ATT se réjouit des progrès de la démocratie en Afrique

Bamako- Mali (PANA) -- Le président Malien Amadou Toumani Touré (ATT) a estimé dimanche à Bamako que la démocratie a accompli d'énormes progrès en Afrique "où un homme politique peut désormais perdre le pouvoir sans perdre sa vie ou être contraint à l'exil".
S'exprimant à l'ouverture d'un symposium international sur les pratiques de la démocratie, des droits et libertés dans l'espace francophone, le chef de l'Etat malien a affirmé que l'alternance démocratique n'est plus une exception en Afrique.
"Nous pouvons nous réjouir des progrès notables de la démocratie dans l'espace francophone au cours des quinze dernières années.
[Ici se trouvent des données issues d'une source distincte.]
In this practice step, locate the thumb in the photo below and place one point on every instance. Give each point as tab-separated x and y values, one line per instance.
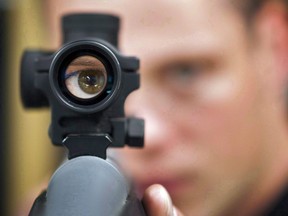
157	202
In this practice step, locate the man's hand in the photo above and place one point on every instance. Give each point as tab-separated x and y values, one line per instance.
157	202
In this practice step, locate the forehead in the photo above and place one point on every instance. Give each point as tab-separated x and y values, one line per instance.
161	23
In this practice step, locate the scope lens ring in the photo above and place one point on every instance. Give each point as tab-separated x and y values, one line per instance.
85	76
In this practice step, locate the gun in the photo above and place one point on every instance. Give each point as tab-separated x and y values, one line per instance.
85	83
Le pluralisme politique s'affirme, notamment en Afrique, comme en témoignent les différentes conquêtes du pouvoir d'Etat", s'est réjoui le président Touré.
"Désormais en Afrique, on peut accéder au pouvoir par les urnes et le perdre sans avoir à perdre sa vie ou être contraint à l'exil.
Ancien chef d'Etat, ce n'est plus une espèce rare, c'est devenu un statut", a-t-il poursuivi, en appelant l'Organisation internationale de la Francophonie (OIF) à anticiper sur les conflits et les crises.
"Nous devons continuer à être intransigeants sur le respect des principes fondateurs de la démocratie, tout en ne perdant jamais l'initiative dans la gestion des crises qui émaillent souvent les processus démocratiques", a ajouté le chef de l'Etat malien.
Il a en outre insisté sur la contribution de l'OIF au renforcement de la démocratie dans ses Etats membres, soulignant "la contribution hautement appréciable" du Fonds francophone d'initiatives pour la démocratie, les droits de l'Homme et la paix.
"La problématique de l'anticipation doit rester au coeur de nos réflexions.
Dans la plupart des cas, les signes annonciateurs de convulsions politiques sont perceptibles.
Nous devons être en mesure de les décrypter plus tôt et prévenir les ruptures qui peuvent en résulter", a suggéré le président Touré.
"Je voudrais également saluer l'implication de la Francophonie dans la gestion des crises récentes en Côte d'Ivoire, au Togo et en Mauritanie en vue du retour de la paix et de la démocratie", a-t-il dit, en réaffirmant l'attache de son pays à la Déclaration de Bamako.
Quelque 300 participants représentant les Etats, la Société civile et les organisations internationales examineront pendant trois jours la déclaration adoptée en novembre 2000 par les Etats membres de l'OIF.
Le texte, réparti en cinq chapitres, proclame l'attachement des Etats francophones à la démocratie et refuse la prise de pouvoir par la force.
Il prescrit à cet effet au Secrétaire général de l'OIF de procéder à l'exclusion temporaire de tout pays membre théâtre d'un coup d'Etat militaire ou assimilé.
Le Togo et la Mauritanie avaient récemment été exclus de l'OIF en vertu de cette disposition.